Typically, slums are found on land that is less suitable for building than where the planned city goes. Favelas in South America are often found on steep slopes. Dharavi is built on marshlands. The word ´slum´ actually has its origin in the problematic location of housing. According to The Making of the English Landscape (Hoskins 1977) the etymology of the word ‘slum’ goes back to the 1820s and refers to the geology of the land on which the upcoming large scale industries in England were built. Since steam-power was not yet available for trains in the early Industrial Revolution, most of raw materials and finished products were transported by canal-barges. Industries therefore were located near canals, often on grounds that lacked sufficient drainage. In those days, the local term for these marshy lands was 'slump,' meaning wet mire. The same word also occurs in Saxon and Scandinavian languages. Most of the accommodation for the working class developed near the factories and consequently the ´slums´ were the housing that often suffered from drainage problems.

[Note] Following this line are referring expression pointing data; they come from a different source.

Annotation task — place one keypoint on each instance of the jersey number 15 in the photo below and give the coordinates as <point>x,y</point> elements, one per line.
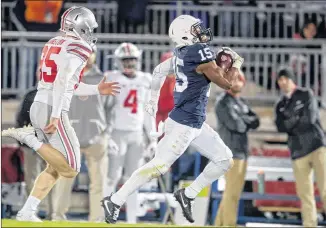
<point>48,67</point>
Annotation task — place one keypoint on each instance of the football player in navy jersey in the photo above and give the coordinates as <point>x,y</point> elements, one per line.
<point>195,68</point>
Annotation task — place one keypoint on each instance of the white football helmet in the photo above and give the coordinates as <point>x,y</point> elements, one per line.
<point>79,22</point>
<point>127,58</point>
<point>187,30</point>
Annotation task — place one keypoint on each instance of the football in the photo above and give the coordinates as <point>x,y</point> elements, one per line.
<point>224,60</point>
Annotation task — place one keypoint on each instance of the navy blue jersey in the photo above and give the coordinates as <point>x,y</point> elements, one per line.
<point>191,89</point>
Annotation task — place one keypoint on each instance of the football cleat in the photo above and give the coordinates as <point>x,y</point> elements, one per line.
<point>185,203</point>
<point>27,216</point>
<point>111,210</point>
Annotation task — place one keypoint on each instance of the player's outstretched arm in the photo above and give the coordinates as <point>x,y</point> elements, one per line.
<point>103,88</point>
<point>214,73</point>
<point>160,72</point>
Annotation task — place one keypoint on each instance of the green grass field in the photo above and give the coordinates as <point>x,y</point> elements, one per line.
<point>14,223</point>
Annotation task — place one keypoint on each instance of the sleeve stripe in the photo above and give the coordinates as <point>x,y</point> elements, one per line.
<point>79,54</point>
<point>80,46</point>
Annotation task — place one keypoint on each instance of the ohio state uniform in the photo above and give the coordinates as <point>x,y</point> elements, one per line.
<point>128,122</point>
<point>61,65</point>
<point>128,112</point>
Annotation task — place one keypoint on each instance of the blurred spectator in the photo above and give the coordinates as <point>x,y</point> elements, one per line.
<point>32,161</point>
<point>89,120</point>
<point>297,115</point>
<point>235,119</point>
<point>303,65</point>
<point>308,31</point>
<point>321,30</point>
<point>166,102</point>
<point>39,15</point>
<point>131,12</point>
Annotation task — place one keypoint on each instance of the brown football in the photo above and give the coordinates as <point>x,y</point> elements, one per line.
<point>224,60</point>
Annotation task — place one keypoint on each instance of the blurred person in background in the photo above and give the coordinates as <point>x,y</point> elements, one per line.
<point>308,31</point>
<point>128,121</point>
<point>165,102</point>
<point>234,119</point>
<point>88,117</point>
<point>39,15</point>
<point>32,162</point>
<point>303,65</point>
<point>297,115</point>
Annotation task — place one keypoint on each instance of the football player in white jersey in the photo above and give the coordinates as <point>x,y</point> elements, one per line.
<point>128,121</point>
<point>62,61</point>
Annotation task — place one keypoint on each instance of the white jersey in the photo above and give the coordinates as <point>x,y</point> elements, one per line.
<point>128,108</point>
<point>62,62</point>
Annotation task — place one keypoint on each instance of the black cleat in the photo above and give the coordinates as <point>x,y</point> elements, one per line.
<point>185,203</point>
<point>111,210</point>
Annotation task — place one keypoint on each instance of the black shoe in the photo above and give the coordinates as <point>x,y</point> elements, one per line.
<point>185,203</point>
<point>111,210</point>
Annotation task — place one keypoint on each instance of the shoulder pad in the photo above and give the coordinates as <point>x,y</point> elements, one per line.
<point>112,75</point>
<point>80,49</point>
<point>200,53</point>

Nowadays the word slum raises debate as it is often used to express a negative sentiment about areas and to derogate the people who live there. At the same time, slum dwellers don't mind so much or even take pride in using the word. Certain academics claim it is politically correct to avoid the s-word and stick to 'informal settlement' whereas the UN and many other organizations keep it simple; they call the spade a spade and thus call the slum a slum. Since this blog promotes an open attitude towards slums, we deliberately use the word slum in order to counterbalance the negative connotation.
Hoskins, William George. 1977. The Making of the English Landscape. Repr. London: Hodder and Stoughton.